Zurkinden, una retratista de extraordinario talento, se desenvolvía con facilidad entre los encargos que realizaba para familias adineradas de Suiza y los lienzos más personales que ahora se presentan en Basilea, contrastando la estudiada neutralidad de los primeros con la rica interioridad capturada en los segundos. Otras obras, como Vally (1946), reflejan la fascinación de la artista por la figura femenina, representada con fuerza y sensualidad.
Radical dentro del contexto de la Suiza de mediados del siglo XX y progresista incluso según los estándares liberales de la época, Zurkinden mantuvo relaciones sentimentales tanto con hombres como con mujeres y posteriormente inició una relación de una década con el músico de jazz alemán afrobrasileño Kurt Fenster, con quien tuvo dos hijos.

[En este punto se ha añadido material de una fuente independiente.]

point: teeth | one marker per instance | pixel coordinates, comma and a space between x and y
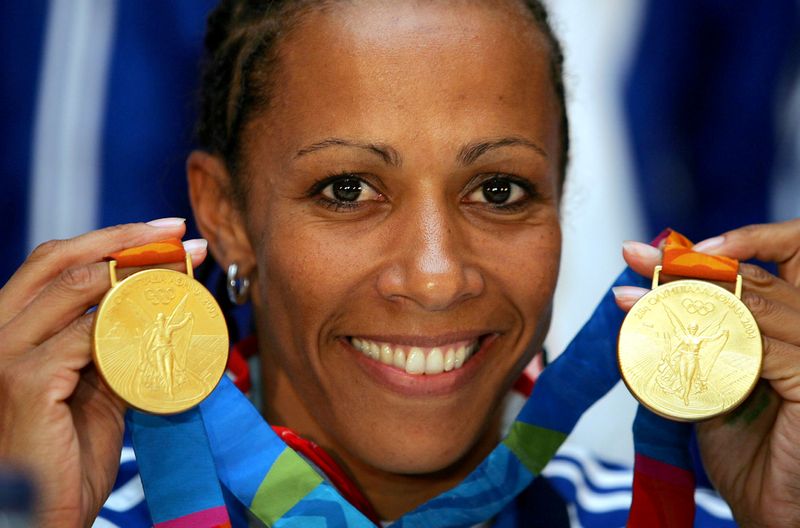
449, 360
374, 351
461, 356
434, 363
417, 360
387, 355
415, 363
400, 358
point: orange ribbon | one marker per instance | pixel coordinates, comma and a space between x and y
162, 252
679, 259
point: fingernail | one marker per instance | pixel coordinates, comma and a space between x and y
641, 249
709, 245
167, 222
196, 247
628, 293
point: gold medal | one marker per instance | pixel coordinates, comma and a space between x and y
160, 340
690, 350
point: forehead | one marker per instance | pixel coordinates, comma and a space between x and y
383, 68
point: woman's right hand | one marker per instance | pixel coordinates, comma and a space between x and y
58, 420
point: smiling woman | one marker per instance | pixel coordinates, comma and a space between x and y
389, 206
386, 178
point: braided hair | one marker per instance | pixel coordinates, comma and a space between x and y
241, 42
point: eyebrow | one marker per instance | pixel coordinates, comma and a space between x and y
389, 155
471, 152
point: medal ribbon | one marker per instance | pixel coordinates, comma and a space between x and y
663, 480
281, 488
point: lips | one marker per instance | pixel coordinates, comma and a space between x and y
418, 360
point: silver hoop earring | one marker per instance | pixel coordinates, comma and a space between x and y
238, 289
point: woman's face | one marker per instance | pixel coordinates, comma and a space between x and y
403, 209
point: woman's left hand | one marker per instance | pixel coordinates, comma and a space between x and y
753, 454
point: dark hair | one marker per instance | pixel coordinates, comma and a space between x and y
241, 42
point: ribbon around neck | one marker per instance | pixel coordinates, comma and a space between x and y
185, 458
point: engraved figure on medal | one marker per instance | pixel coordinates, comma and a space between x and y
160, 341
689, 350
163, 349
687, 364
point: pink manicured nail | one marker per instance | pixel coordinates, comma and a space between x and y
709, 245
195, 247
628, 293
640, 249
167, 222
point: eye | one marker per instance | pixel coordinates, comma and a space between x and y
499, 191
345, 190
349, 189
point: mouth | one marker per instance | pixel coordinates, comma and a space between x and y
419, 360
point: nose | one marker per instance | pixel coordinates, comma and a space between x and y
432, 263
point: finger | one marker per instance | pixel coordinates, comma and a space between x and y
779, 243
50, 259
775, 319
626, 296
781, 361
758, 280
641, 257
69, 296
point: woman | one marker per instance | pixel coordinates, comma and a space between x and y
387, 175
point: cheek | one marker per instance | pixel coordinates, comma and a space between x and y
525, 265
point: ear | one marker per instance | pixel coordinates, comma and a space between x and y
218, 218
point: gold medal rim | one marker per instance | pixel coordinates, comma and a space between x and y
99, 314
710, 416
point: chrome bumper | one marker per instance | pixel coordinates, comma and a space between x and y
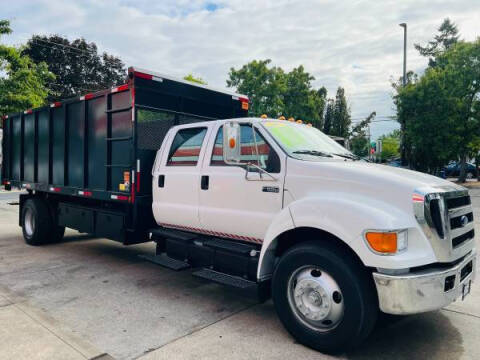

Zurkinden nunca se adscribió a una única escuela o movimiento, sino que desarrolló una práctica decididamente singular que tomó elementos tanto del surrealismo como del neoimpresionismo. Aunque estuvo inmersa en los círculos surrealistas, se distinguió de ellos al volver la mirada hacia el siglo XIX y recontextualizar técnicas y motivos tradicionales al servicio de una visión sorprendentemente personal y progresista.
Al mismo tiempo, Zurkinden permaneció atenta a las ideas de sus contemporáneos, y una selección de dibujos a tinta revela la influencia persistente del surrealismo a lo largo de su carrera: desde el sentido del humor y la fantasía que impregna obras como Ohne Titel (Surrealistische Zeichnung (Surrealist Drawing)) (hacia la década de 1930) hasta la deconstrucción del cuerpo presente en Hände (Hands) (1952).
Desde finales de la década de 1920 hasta los años 60, Zurkinden también realizó numerosos autorretratos que hablan tanto de su lúdica manera de escenificarse a sí misma como de la fortaleza necesaria para vivir de una forma tan individualista. El impactante desnudo de cuerpo entero Selbstbildnis (Self-Portrait) (hacia 1939) demuestra la franqueza sin concesiones con la que Zurkinden representó su propio cuerpo, mientras que otro autorretrato temprano, de 1927, la muestra mirando fuera del lienzo con una mirada intensa y desafiante.
La artista también plasmó su propia imagen en varias obras íntimas sobre papel en las que aparece junto a Fenster, a quien conoció en 1934. Tras vivir entre París y Basilea, el estallido de la Segunda Guerra Mundial obligó a la pareja a establecerse en Suiza, donde Zurkinden se integró al colectivo antifascista Gruppe 33, con sede en Basilea, convirtiéndose, junto con Oppenheim, en una de las únicas dos mujeres que formaron parte del grupo.
Después de la guerra, Zurkinden volvió a pasar temporadas en París. Comenzó a aceptar encargos teatrales para el diseño de escenografías y vestuario, además de retratos e ilustraciones, y viajó ampliamente por España, Italia y Marruecos.
Aunque expuso regularmente hasta su muerte en 1987, las aportaciones de Zurkinden al arte del siglo XX permanecieron comparativamente relegadas. Desde obras tiernas hasta experimentales, de composiciones lúdicas a otras decididas y firmes, las piezas reunidas en Basilea reivindican el carácter visionario de su práctica y, al mismo tiempo, ofrecen una ventana a una vida extraordinaria.